In contrast, tipping provides both incentive and reward for working hard. In a sense, the staff member is sharing the risk and the return with the business owner, in that when the business does well, so do they. And if they are efficient and courteous, they are likely to get a still better tip. Without tipping, it's not surprising that New Zealand still doesn't have a "service" culture (what it has acquired is a culture of enforced sycophancy, which is not the same thing).
Tipping also allows the customer to pay money directly to the person who has been serving them. In a tipping country, this is one of life's minor pleasures . Instead of seeing your payment entirely soaked up by the wider business, you get to give a portion directly to the person who did the work, providing some recompense for what you can see is a pretty tiring and repetitive task. This transparent, person-to-person exchange of utility, stripped of transaction costs, is what markets are supposed to be all about - and it even allows in the human element (let's remember, Adam Smith's first book was called On Empathy).
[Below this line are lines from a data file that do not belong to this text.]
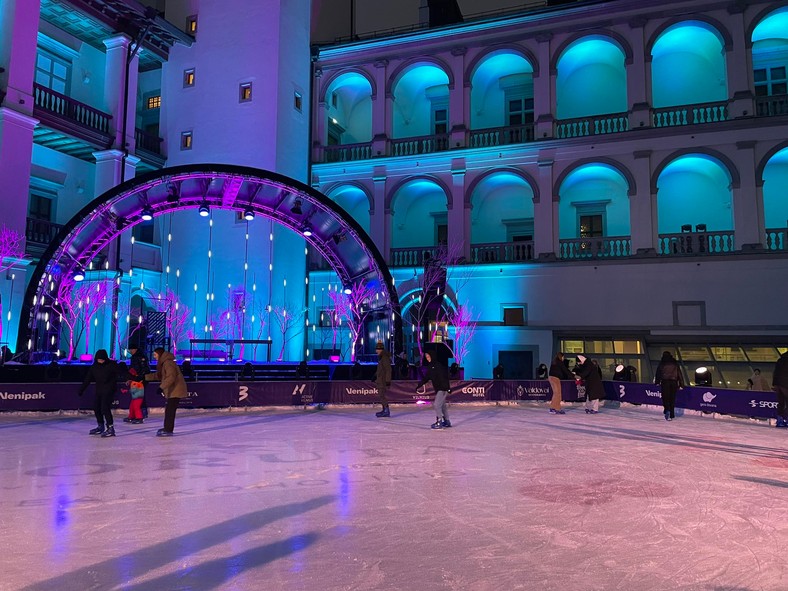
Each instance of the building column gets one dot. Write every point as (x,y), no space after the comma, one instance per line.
(457,121)
(642,223)
(545,214)
(741,102)
(379,220)
(109,164)
(381,111)
(637,97)
(748,217)
(458,218)
(116,89)
(544,89)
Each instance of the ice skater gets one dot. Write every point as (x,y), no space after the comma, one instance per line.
(780,386)
(382,378)
(670,380)
(595,391)
(558,371)
(438,374)
(104,372)
(173,387)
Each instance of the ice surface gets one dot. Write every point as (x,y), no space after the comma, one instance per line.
(511,497)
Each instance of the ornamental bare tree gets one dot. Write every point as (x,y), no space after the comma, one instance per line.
(10,249)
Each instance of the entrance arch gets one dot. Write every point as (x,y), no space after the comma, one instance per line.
(324,225)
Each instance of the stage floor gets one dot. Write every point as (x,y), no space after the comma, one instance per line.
(509,498)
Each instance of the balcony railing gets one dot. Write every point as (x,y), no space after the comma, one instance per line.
(777,239)
(502,252)
(597,125)
(73,111)
(696,243)
(41,231)
(690,114)
(148,142)
(771,106)
(500,136)
(426,144)
(601,247)
(415,256)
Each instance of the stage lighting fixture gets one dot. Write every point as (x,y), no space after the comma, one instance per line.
(702,376)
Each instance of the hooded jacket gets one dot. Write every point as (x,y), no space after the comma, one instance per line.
(105,375)
(169,374)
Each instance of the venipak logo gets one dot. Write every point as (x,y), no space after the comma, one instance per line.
(23,395)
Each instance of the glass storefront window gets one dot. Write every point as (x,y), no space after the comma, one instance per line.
(728,354)
(762,354)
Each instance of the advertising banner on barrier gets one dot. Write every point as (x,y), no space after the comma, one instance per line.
(748,403)
(59,396)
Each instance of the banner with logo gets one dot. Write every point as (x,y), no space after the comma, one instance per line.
(733,402)
(56,396)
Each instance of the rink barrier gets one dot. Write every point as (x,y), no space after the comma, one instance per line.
(63,396)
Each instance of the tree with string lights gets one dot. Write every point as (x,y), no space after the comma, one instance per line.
(353,308)
(11,249)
It's surprising that New Zealanders don't take to this more, since we have a long tradition of bypassing more structured commerce and engaging in person-to-person exchanges. From 'I'll give you a crate of beer to fix my motorbike' to the popular and successful Buy, Sell and Exchange magazine, to its stellar internet successor TradeMe, New Zealanders have always sought to cut out the middle man and deal directly with each other.
But the constant feature of all these activities may be that they involve barter and bargain hunting. Where money is involved, Kiwis come over all coy. We don't even like to talk about it much, and we like to pretend it doesn't matter. One further criticism I've heard about tipping is that you shouldn't have to pay people to be nice to you; tipping is mercenary and takes away the "naturalness" from the interaction.
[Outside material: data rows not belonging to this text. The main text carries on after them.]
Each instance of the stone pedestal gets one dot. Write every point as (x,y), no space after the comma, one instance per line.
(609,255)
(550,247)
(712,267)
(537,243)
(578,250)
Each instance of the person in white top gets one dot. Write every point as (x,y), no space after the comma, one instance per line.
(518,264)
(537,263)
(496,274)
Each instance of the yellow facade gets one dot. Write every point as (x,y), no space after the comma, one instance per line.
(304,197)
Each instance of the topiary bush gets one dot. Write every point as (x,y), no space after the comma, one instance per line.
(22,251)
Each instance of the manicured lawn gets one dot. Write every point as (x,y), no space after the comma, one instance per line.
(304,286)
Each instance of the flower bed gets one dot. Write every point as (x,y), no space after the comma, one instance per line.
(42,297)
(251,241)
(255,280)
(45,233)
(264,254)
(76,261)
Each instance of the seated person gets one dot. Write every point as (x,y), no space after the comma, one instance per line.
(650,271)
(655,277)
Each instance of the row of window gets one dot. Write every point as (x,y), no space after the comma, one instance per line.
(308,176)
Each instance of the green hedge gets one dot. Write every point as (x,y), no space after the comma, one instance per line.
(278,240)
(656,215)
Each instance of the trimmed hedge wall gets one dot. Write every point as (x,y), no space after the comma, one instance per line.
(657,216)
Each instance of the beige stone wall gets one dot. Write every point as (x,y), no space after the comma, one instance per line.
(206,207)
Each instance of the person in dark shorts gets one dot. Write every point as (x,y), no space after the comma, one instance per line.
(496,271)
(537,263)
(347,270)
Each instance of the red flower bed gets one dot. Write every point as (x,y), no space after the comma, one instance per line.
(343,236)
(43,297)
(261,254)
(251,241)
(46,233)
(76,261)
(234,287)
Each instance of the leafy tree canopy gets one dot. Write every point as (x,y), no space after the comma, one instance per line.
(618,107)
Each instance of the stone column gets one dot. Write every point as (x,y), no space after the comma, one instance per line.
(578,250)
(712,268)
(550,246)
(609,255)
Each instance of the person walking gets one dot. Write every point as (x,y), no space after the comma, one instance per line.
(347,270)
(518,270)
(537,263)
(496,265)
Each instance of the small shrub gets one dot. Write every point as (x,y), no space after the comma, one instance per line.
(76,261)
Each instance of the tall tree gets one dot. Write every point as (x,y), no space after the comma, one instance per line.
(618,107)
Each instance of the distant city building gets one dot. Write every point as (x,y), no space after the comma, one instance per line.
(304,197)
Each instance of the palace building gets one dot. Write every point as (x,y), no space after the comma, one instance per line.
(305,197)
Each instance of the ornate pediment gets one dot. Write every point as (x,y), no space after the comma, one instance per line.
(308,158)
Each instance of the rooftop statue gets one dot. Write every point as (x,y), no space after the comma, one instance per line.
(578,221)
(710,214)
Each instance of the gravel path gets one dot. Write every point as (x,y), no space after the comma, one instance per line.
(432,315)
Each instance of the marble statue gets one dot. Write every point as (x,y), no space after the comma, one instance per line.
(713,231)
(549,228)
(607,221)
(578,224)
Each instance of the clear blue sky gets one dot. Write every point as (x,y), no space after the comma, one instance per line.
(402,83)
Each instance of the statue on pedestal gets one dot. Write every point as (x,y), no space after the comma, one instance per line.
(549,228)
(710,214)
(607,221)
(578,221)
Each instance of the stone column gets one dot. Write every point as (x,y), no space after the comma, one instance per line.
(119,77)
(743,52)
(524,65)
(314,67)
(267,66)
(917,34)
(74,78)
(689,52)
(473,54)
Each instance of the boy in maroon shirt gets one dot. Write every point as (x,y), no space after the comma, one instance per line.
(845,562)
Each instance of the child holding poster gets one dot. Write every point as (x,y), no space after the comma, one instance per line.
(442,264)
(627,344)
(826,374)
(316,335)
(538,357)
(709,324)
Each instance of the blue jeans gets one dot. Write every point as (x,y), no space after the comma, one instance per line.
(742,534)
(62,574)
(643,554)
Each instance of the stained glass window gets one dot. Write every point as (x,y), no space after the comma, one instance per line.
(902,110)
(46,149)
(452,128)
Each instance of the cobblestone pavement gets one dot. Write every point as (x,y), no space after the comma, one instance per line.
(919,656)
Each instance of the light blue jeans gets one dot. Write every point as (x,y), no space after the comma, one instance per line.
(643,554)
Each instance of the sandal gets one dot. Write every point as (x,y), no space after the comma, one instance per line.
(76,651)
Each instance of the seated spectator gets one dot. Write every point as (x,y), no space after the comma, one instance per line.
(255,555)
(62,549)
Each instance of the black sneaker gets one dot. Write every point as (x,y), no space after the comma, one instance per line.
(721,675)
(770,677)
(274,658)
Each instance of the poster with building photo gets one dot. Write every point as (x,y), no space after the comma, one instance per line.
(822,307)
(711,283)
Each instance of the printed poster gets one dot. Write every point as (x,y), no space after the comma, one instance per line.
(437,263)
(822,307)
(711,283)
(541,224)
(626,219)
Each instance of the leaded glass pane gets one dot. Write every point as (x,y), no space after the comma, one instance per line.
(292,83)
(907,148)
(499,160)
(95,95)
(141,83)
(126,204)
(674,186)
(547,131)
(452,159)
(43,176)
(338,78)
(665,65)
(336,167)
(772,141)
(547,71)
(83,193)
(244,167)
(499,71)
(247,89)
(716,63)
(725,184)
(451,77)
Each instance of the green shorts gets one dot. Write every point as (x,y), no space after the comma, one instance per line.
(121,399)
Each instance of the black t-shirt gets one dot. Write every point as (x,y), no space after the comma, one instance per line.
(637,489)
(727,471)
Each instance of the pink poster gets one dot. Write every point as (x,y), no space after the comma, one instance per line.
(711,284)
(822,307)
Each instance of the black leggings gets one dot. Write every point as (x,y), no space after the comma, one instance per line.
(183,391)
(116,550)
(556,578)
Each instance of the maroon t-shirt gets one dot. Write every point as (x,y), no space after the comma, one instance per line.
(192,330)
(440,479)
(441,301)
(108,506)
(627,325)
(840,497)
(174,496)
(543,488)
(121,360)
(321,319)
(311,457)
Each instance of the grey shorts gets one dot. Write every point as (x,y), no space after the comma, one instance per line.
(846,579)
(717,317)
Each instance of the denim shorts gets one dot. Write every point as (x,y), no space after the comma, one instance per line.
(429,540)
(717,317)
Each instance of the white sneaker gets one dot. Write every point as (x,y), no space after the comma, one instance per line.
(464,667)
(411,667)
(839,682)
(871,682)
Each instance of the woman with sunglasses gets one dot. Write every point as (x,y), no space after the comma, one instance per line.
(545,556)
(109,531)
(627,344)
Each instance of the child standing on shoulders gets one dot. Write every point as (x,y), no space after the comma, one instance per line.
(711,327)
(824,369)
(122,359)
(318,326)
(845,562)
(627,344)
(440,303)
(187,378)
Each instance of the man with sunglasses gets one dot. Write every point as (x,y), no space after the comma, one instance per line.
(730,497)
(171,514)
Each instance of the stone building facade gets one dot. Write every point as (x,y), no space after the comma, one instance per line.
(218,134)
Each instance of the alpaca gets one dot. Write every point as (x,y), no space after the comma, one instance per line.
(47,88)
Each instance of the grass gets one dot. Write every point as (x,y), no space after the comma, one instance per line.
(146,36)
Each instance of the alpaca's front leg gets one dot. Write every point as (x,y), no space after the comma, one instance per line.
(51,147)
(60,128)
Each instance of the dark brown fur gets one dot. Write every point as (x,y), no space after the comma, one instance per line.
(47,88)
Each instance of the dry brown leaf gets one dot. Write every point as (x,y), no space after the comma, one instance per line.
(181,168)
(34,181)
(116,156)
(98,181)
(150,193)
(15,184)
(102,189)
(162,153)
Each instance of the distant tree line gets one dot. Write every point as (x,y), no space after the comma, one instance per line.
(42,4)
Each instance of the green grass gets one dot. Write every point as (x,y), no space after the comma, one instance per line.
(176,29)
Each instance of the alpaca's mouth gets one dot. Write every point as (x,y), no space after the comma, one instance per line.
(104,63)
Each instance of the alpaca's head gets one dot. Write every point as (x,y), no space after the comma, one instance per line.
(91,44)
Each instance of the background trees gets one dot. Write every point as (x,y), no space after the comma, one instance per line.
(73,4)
As Otago University would say, Get Real. Come on, the only reason the waitperson is there is because of money. That doesn't mean you can't be friends with them too. But the best way of showing your appreciation for their warmth and cheerfulness is in cash (in their place, what would you prefer?).
I have a sneaking suspicion that the real reason for being anti-tipping is that, alongside the admirable Kiwi virtue of being independent and informal buyers, is the not so admirable trait of being a bit mean.
That might have been fine, useful even, when we were a small, isolated frontier economy having to scrounge pirated parts for the tractor. But these days we're fully paid-up members of Con$umers United, and the Japanese banks fall over themselves to lend us dosh. As we enjoy the shopfest, we could probably afford to extend some of our profligacy to our fellow workers.